Products that benefit participants of heartland (primary industry or great outdoors related) New Zealand industries or activities are often winners at the Best Awards and this year provided no exception. Hunting is a much-loved activity in New Zealand but accidental hunting deaths are an unfortunate corollary of the sport. As such, the Hunter Safety Lab’s development of the IRIS Detection System – a preventative system – has the potential to do a great amount of good. The IRIS system is borne of real need; it is not a solution to a problem that no one knew existed.
Purple Pin Case Study — Product
Hunter Safety Lab Limited
IRIS Hunter Safety Detection System
Hunter Safety Lab’s IRIS system pairs a rifle-mounted infrared laser sensor with retro-reflective patches incorporated into IRIS-detectable vests and caps. The system, which is globally unique and took three years to develop, creates a new category of active safety technology for hunters that should dramatically reduce the number of hunting accidents.
News stories pertaining to accidental deaths, often between hunting partners, make for gloomy reading and the related statistics paint an equally dismal picture. In New Zealand, a hunter is killed every nine months, despite half of victims wearing the ‘blaze orange’ fluorescent orange kit that should preclude incidents. Perhaps astonishingly, the average distance between the shooter and victim is just 35 metres, and 67 per cent of victims are shot by a member of their own hunting party.
The designers of the IRIS Hunter Safety Detection System say that even after accidents there are reports of hunters who cannot distinguish in their minds what they thought they were shooting and what they actually shot. In all cases, those involved in incidents thought it would never happen to them.
IRIS technologies, the inventors are quick to point out, don’t replace traditional rules of safe hunting, or personal responsibility, but can “prevent an unconscious error becoming a fatal accident”. Simply put, when a rifle is aimed at someone wearing IRIS-detectable gear, the IRIS sensor instantly warns the hunter not to shoot with an audio-visual alert, a flashing red light and a persistent beep.
Aesthetically, the unit is remarkably simple: a gunmetal grey cylinder that looks like a small, secondary sight. It’s exceptionally economical in its energy use, a single AA battery will power the unit for over 100 hours, and the IRIS system works in all weather conditions, day or night and even works when the IRIS gear is partially obscured by vegetation.

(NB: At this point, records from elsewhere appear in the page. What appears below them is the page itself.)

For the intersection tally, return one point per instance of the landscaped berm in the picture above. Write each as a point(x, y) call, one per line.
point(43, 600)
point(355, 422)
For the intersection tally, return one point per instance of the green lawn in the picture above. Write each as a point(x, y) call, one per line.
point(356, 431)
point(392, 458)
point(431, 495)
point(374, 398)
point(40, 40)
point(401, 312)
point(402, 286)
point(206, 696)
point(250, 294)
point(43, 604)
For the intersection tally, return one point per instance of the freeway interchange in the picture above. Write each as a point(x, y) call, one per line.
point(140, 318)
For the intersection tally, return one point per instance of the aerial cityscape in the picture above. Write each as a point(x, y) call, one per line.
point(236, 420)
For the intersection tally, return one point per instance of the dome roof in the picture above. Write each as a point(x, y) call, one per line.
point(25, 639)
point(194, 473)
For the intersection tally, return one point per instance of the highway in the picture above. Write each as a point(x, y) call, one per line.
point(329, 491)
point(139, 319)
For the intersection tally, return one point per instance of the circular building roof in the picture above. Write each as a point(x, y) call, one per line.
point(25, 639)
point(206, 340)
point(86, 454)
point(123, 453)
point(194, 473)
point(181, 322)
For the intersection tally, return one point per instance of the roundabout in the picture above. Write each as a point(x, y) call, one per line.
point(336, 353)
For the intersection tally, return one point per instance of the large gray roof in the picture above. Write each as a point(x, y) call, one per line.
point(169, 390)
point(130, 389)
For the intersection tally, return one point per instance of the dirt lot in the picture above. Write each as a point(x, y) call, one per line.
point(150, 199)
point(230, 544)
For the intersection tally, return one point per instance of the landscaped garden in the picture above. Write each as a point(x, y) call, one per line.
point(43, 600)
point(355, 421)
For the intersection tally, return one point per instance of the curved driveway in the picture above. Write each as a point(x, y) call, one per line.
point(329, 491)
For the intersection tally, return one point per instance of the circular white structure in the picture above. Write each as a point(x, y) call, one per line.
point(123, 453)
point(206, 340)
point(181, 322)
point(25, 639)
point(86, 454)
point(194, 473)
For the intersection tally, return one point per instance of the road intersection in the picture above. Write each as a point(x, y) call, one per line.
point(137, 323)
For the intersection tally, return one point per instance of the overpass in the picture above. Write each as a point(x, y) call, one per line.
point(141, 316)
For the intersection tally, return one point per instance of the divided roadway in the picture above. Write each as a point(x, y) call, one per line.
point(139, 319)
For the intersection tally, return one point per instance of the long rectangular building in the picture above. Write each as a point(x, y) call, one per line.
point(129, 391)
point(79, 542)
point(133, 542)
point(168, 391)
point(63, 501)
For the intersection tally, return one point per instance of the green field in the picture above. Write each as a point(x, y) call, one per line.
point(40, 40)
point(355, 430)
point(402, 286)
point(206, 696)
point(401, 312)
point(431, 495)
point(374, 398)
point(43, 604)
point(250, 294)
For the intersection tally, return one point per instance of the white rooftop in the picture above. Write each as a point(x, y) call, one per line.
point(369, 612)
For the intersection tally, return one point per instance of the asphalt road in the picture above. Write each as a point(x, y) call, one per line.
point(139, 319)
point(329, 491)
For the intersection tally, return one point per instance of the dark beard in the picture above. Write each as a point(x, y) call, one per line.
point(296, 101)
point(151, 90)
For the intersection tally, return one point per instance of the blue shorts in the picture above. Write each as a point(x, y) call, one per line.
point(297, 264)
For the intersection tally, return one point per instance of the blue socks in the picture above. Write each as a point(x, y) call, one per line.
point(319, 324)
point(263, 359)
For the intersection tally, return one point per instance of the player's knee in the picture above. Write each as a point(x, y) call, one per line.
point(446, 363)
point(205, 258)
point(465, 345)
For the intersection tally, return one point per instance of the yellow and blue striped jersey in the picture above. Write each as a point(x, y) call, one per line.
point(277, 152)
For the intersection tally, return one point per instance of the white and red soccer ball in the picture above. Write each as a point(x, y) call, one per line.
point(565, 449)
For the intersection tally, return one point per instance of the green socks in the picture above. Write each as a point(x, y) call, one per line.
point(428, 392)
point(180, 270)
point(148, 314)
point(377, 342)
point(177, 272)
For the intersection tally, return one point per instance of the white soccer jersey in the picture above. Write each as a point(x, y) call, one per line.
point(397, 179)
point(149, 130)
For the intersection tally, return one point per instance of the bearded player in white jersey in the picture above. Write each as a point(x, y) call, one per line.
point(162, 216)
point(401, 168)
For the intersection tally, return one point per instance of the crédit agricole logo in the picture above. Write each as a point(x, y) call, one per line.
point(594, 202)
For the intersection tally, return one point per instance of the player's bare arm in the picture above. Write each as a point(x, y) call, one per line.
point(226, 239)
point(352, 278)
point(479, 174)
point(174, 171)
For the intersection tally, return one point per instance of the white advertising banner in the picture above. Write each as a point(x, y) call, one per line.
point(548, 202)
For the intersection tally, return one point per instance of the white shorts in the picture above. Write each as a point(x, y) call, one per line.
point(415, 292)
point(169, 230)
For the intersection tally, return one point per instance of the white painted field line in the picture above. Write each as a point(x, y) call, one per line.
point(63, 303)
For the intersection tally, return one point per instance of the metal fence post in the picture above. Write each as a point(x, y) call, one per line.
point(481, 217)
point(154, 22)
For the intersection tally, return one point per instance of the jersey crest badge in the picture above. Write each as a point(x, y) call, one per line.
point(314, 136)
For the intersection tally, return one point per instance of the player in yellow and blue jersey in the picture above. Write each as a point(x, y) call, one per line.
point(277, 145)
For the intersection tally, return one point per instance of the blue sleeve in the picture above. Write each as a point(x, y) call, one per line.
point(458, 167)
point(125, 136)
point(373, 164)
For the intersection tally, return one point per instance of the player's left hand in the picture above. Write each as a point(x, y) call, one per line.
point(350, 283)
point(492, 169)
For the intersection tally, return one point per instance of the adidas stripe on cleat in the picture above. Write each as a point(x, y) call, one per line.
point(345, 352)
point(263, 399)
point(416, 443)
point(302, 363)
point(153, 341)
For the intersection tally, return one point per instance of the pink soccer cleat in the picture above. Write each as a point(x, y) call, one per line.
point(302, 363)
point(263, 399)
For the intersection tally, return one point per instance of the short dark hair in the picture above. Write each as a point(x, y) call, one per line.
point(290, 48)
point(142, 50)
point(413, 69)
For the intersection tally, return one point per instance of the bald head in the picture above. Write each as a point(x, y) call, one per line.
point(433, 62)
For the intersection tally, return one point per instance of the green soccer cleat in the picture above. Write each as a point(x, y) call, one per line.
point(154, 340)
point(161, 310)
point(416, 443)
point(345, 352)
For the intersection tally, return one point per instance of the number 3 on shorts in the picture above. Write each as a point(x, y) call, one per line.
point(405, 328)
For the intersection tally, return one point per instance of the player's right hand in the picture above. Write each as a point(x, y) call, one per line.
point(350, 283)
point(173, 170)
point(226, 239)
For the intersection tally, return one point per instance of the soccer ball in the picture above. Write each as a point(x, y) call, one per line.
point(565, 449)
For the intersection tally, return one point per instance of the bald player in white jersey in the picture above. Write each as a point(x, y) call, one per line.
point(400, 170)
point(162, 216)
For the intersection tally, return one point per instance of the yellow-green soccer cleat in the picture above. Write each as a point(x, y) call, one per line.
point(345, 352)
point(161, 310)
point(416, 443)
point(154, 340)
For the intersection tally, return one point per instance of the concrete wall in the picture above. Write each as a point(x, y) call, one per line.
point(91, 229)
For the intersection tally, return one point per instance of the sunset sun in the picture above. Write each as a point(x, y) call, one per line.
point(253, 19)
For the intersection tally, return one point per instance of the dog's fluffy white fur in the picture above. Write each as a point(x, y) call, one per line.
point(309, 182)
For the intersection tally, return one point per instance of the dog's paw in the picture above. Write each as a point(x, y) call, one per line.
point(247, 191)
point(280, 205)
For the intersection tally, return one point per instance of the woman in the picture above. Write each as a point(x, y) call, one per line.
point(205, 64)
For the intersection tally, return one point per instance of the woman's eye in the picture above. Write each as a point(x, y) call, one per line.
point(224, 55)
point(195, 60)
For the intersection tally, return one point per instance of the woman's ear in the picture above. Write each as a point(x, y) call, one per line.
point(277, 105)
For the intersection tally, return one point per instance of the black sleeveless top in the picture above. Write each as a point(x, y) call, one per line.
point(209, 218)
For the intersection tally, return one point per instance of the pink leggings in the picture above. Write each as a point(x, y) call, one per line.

High-powered rifles have a range of thousands of metres, but IRIS has been optimsied to be most effective between 15 and 100 metres – that critical near distance in which most accidents occur. Matching the aesthetic simplicity of the design is a functional ease. No calibration or alignment is needed – this really is a clip and go system, the user simply mounts the sensor on his or her gun, and then hunts as usual.
As the Best Award judges noted in their remarks on the design project, “This was an emotionally charged challenge. We were impressed that through the application of new technologies, a whole-system design approach and intuitive easy to use ergonomics, the IRIS is a potential life saver.”